2nd code snippet which print table column


                # Add header names
                col1 = st.empty()
                col2 = st.empty()
                col3 = st.empty()
                col4 = st.empty()
                col5 = st.empty()
                col6 = st.empty()
                col7 = st.empty()
                col8 = st.empty()
                col9 = st.empty()
                col10 = st.empty()
                col11 = st.empty()

                col1, col2, col3, col4, col5, col6, col7, col8, col9, col10, col11 = st.columns([14,14,11,21,14,21,21,21,21,7,21])

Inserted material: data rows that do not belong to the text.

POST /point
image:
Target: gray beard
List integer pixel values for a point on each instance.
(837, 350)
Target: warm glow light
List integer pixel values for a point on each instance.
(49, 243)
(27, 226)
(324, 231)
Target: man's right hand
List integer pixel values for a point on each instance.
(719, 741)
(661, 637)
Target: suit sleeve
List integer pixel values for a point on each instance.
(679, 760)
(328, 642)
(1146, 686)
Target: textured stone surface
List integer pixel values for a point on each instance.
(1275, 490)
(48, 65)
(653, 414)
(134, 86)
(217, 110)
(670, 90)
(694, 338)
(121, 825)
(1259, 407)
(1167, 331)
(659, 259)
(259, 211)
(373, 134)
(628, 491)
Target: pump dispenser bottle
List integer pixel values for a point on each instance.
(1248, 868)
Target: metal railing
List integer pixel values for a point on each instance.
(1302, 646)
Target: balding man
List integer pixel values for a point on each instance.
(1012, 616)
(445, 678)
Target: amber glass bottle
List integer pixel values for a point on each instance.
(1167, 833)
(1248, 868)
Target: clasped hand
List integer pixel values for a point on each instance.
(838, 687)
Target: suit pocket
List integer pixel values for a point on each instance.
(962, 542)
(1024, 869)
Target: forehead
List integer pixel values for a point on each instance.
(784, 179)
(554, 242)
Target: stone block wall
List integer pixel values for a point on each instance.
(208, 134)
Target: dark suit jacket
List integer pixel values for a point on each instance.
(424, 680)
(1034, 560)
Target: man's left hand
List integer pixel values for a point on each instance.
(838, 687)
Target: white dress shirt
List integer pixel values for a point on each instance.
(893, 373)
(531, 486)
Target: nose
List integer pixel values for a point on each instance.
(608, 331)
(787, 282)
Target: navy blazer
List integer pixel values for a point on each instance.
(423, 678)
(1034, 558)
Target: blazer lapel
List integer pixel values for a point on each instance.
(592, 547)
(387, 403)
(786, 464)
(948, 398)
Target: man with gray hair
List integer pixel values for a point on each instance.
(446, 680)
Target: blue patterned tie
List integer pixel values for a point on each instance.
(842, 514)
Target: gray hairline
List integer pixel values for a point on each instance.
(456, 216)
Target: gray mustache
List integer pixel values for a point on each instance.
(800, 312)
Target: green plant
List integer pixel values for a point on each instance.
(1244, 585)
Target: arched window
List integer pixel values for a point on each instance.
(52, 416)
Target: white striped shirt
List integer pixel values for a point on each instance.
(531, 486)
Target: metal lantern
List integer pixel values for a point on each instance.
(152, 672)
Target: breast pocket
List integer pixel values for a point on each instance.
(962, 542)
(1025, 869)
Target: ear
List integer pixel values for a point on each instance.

                # Display column names in bold
                col1.markdown("**Symbol**")
                col2.markdown("**Close**")
                col3.markdown("**Zone**")
                col4.markdown("**Leg-in Date**")
                col5.markdown("""<span title="BC Stand for Base Count , This is number between legin candle and legout candle"> **BC** </span>""", unsafe_allow_html=True)
                col6.markdown("**Leg-out Date**")
                col7.markdown("**Legout Count**")
                col8.markdown("**Proximal Line**")
                col9.markdown("**Distal Line**")
                col10.markdown("""<span title="TF Stand for Time Frame , This is Chart time for analysing stock to find zone">  **TF** </span>""", unsafe_allow_html=True)
                col11.markdown("**Chart**")

                with st.container():
                    for index, row in df.iterrows():
                        try:
                            legin_date = pd.to_datetime(row['Leg-in Date'])
                            legout_date = pd.to_datetime(row['Leg-out Date'])

                            start_date = (legin_date - pd.Timedelta(days=10)).strftime('%Y-%m-%d')
                            end_date = datetime.datetime.now().strftime("%Y-%m-%d")
                            with col1:
                                st.write(row['Symbol'])

                            with col2:
                                st.write(row['Close'])

                            with col3:
                                st.write(row['Pattern'])

                            with col4:
                                st.write(row['Leg-in Date'])

                            with col5:
                                st.write(row['Base Count'])

                            with col6:
                                st.write(row['Leg-out Date'])

                            with col7:
                                st.write(row['Legout Count'])

                            with col8:
                                st.write(row['Proximal Line'])

                            with col9:
                                st.write(row['Distal Line'])

                            with col10:
                                st.write(row['Time Frame'])
                            with col11:
                                with st.popover(f"📊"):
                                    plot_candlestick(stock_data.loc[start_date:end_date], row['Symbol'], start_date, end_date, legin_date, legout_date)


                        except Exception as e:
                            st.error(f"Error occurred while processing {row['Symbol']}: {e}")

if __name__ == "__main__":
    main()


Now here is screent shot of code output in laptop which is looking correct as per my requirement

Now here is screentshot of code output in Mobile screeen desktop mode which is not looking correct as per my requirement , because table columns are not expanded correctly

The way columns are defined is by relative proportion of the total width. There isn’t enough room on mobile to expand them any further. If you want horizontal scrolling, you might try showing your information with a dataframe instead. Dataframe elements have internal scrolling.

Streamlit 1.35.0 has introduced row selections for dataframes, so you can show a chart associated with a selected row. This might be an alternative to having a popover button within a grid of data itself.

Sorry, I haven’t found a solution yet, but as the official said, Dataframe is more suitable for presentation on mobile devices. If interaction is needed, consider using cards.